I don’t know about you but I find it quite tricky to think about something for very long without really wanting to do something practical in the way of solving/resolving/fixing/sorting it.
If I’m planning something or I’m thinking through a disagreement or I’m figuring out a problem, I want to be able to solve it myself and I want to be able to solve it now.
It’s very annoying for me then, that the bible mentions (quite a few times) the need to “be still”. Particularly this one verse in Exodus, just as the Egyptians are about to release absolute carnage on the Jews, who are stuck on the wrong side of the sea as they begin to flee slavery, God let’s them know that
“The Lord will fight for you; you need only to be still” (Exodus 14:14).
If I were one of those Jews I’d be fuming ‘That’s nice and all God, but I’m not really feeling like yoga or meditating or any other kind of still right now!! Let’s get moving!!’.
But, I know there’s a reason why this is in the bible, why in their most ‘heart-in-your-mouth’ moment he instructs his people to do this.
You see, the thing about truth is you don’t really know if you believe it until it needs to become your instinctive thought or reaction and you either remember it or completely doubt it. It’s like that with faith in God sometimes – when life is uneventful you’re not that often lead to question how sturdy that truth is that you live by. You can see then, why it’s in this crisis moment or moment of action (like blockbuster level action!) that God calls them to be still and trust him.
He’s not necessarily calling their feet to be still, or for them to literally remain sitting ducks – but parting a sea is a big thing so maybe he needed them to wait a little while, who knows!
When God gave them this instruction I believe he was speaking to so many generations at once. This verse in the bible was so relevant to the fear-stricken Jews and speaks into our culture today.
Here’s the lesson I’m being taught from this very same piece of the bible:
When I still my busy heart and remember the truth I believe – that God is mighty, that he is victorious, that he has the final say, and that he is for me (not against me), I can remember that the problems, conflicts etc that I come across in life are ultimately not mine to win.
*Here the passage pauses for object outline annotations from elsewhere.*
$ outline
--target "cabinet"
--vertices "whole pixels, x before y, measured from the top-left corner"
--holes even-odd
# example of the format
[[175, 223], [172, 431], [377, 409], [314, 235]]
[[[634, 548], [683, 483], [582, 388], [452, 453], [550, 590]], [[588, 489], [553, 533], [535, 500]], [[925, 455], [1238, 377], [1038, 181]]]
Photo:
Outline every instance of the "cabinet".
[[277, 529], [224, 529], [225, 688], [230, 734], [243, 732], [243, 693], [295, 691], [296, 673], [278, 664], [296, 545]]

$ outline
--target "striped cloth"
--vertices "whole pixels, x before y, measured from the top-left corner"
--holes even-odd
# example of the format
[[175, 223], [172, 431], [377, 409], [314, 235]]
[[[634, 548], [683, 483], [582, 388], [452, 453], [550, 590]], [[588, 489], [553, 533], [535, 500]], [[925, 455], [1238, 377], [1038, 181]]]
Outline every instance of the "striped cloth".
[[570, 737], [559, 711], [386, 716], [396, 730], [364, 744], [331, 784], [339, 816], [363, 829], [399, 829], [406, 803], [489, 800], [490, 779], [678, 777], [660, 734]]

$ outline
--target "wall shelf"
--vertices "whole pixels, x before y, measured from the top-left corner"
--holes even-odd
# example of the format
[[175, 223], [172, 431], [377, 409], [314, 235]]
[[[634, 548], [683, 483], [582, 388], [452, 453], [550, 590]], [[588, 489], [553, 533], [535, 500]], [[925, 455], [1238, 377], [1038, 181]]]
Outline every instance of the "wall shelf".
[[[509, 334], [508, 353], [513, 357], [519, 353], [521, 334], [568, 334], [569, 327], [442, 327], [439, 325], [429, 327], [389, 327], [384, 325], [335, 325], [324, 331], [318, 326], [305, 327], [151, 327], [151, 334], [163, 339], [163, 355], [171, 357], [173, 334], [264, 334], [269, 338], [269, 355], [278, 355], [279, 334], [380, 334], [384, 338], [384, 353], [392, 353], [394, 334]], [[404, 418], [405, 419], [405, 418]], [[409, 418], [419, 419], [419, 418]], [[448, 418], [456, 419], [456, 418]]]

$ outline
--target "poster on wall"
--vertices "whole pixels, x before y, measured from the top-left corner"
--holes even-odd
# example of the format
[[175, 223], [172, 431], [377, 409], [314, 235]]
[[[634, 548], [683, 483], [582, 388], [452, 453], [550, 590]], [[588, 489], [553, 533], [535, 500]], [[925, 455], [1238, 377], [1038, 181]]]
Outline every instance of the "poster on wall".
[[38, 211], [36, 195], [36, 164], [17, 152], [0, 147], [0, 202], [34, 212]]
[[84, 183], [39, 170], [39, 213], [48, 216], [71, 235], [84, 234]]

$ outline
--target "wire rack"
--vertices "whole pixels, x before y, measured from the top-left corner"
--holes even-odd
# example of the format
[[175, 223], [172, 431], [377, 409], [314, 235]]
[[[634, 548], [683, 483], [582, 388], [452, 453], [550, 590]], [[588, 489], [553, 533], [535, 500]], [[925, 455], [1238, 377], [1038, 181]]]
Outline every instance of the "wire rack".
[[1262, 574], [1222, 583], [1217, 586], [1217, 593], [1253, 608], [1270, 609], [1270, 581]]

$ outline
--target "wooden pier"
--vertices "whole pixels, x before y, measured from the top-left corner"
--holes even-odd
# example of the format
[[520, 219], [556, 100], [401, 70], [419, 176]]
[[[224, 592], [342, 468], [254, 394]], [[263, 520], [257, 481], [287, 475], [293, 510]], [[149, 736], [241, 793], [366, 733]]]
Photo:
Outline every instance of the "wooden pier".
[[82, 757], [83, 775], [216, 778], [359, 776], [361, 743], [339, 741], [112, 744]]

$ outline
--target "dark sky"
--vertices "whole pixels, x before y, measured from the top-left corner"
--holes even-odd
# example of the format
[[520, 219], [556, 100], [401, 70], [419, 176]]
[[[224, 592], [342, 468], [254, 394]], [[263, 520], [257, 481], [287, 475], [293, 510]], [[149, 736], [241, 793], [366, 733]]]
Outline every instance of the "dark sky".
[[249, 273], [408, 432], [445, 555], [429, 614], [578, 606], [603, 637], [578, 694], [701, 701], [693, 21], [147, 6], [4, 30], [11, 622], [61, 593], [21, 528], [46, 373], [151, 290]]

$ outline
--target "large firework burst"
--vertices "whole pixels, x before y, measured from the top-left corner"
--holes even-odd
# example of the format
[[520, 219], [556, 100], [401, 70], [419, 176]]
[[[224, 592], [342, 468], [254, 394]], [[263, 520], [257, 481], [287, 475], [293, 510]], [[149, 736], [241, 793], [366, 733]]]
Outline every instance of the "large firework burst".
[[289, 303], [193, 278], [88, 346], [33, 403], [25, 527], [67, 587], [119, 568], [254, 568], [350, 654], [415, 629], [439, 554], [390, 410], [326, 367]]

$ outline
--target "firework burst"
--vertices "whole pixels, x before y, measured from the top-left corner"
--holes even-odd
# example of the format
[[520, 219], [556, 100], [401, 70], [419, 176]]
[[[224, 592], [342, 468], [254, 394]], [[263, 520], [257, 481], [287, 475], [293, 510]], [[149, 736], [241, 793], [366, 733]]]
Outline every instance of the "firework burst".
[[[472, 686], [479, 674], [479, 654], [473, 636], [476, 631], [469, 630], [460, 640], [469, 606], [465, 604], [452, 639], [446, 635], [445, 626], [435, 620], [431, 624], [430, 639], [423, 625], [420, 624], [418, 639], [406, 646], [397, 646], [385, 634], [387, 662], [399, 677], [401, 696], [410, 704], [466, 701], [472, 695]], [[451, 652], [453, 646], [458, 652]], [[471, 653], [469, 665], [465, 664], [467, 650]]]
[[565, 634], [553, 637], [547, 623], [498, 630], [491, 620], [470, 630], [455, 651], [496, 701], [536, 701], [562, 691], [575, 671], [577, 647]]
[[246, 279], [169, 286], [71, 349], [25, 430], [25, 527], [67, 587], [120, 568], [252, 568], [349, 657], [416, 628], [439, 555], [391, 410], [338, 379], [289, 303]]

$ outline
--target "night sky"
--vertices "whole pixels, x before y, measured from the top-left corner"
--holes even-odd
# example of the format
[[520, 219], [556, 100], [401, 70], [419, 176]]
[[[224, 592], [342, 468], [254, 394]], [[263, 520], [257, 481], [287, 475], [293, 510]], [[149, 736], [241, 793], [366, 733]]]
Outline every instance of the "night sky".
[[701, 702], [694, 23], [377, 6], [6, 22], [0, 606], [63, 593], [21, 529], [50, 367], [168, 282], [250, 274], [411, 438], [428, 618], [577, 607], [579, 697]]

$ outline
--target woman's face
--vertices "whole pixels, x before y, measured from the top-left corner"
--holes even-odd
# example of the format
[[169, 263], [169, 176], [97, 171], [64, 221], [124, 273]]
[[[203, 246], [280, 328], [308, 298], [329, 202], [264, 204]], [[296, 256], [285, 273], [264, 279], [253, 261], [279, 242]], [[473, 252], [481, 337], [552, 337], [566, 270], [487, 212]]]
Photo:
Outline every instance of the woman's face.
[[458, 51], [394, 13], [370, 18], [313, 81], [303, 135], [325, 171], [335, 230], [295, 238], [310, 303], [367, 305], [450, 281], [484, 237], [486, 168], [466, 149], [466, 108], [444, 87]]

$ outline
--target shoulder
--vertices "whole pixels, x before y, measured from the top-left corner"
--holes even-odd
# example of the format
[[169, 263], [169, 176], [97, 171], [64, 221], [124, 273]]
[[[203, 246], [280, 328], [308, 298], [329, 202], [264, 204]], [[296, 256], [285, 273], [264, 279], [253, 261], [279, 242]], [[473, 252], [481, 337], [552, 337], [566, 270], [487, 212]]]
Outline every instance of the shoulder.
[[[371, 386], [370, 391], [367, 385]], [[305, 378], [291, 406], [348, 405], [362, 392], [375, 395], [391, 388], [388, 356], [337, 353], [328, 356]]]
The second blow of this lesson:
When we trust our victory is in God (and all he has done and is doing), we must also surrender our desire/need to have the final word, to seek justification and to win the victory ourself.
I don’t get to have the final word, or make sure my voice is heard, or make sure they understand I’m right, or I’m hurt or I’m important too??
Yep, that sounds about right.
You see, the bible also tells us to love/consider one another as you love/consider yourself (Mark 12:31) – and I think these two key verses tie together quite nicely.
Knowing that the battle against sin, bitterness, envy, stress about the future etc are all beaten by the love, grace, peace and justice of God gives us such a greater ability to love those who drive us crazy or find peace in the unknown (when we feel like we’re approaching a cliff edge and aren’t sure what’s beyond it – shout out to all the third year students!). To be still and know that God is fighting for us and will bring justice on his terms is an awesome concept to begin to get your head around.
I’ve written before about loving beyond our comfort zone, and I guess to some extent this is a practical out-living of that. When we know God made an effort to remind us time and time again in the bible to “be still” and trust he was won the battles ahead, we can freely give up our need to be heard, justified and understood. We can prioritise hearing and understanding others.
We can prioritise loving others and winning them, rather than winning a situation.
Why waste energy in this short life trying to win an argument with someone who God understands so much better than you ever will, and with whom God will have the final word.
When God calls us to love, he calls us to be gracious and this means withholding judgement because showing them Jesus is more important than proving your point.
As a Christian I don’t believe I am made to be a voice of disagreement, or someone who points out the wrong in others for the sake of winning an argument, nor am I someone who should solve all their own problems and have it all figured out.
I am called to love others and trust in God – I believe these two verses that have been mentioned are great signposts as to how we do this.
To be seen as forgiving, finding peace in chaos, loving those who’ve wronged me, and living out a life that reflects the truth that I believe in a faithful and victorious God, is so much better than being heard arguing, criticising or worrying.
If Jesus laid down his life for me, the least I could do is lay down my pride, my point or my argument for the sake of seeing a little sliver of heaven where there could otherwise be bitterness or conflict.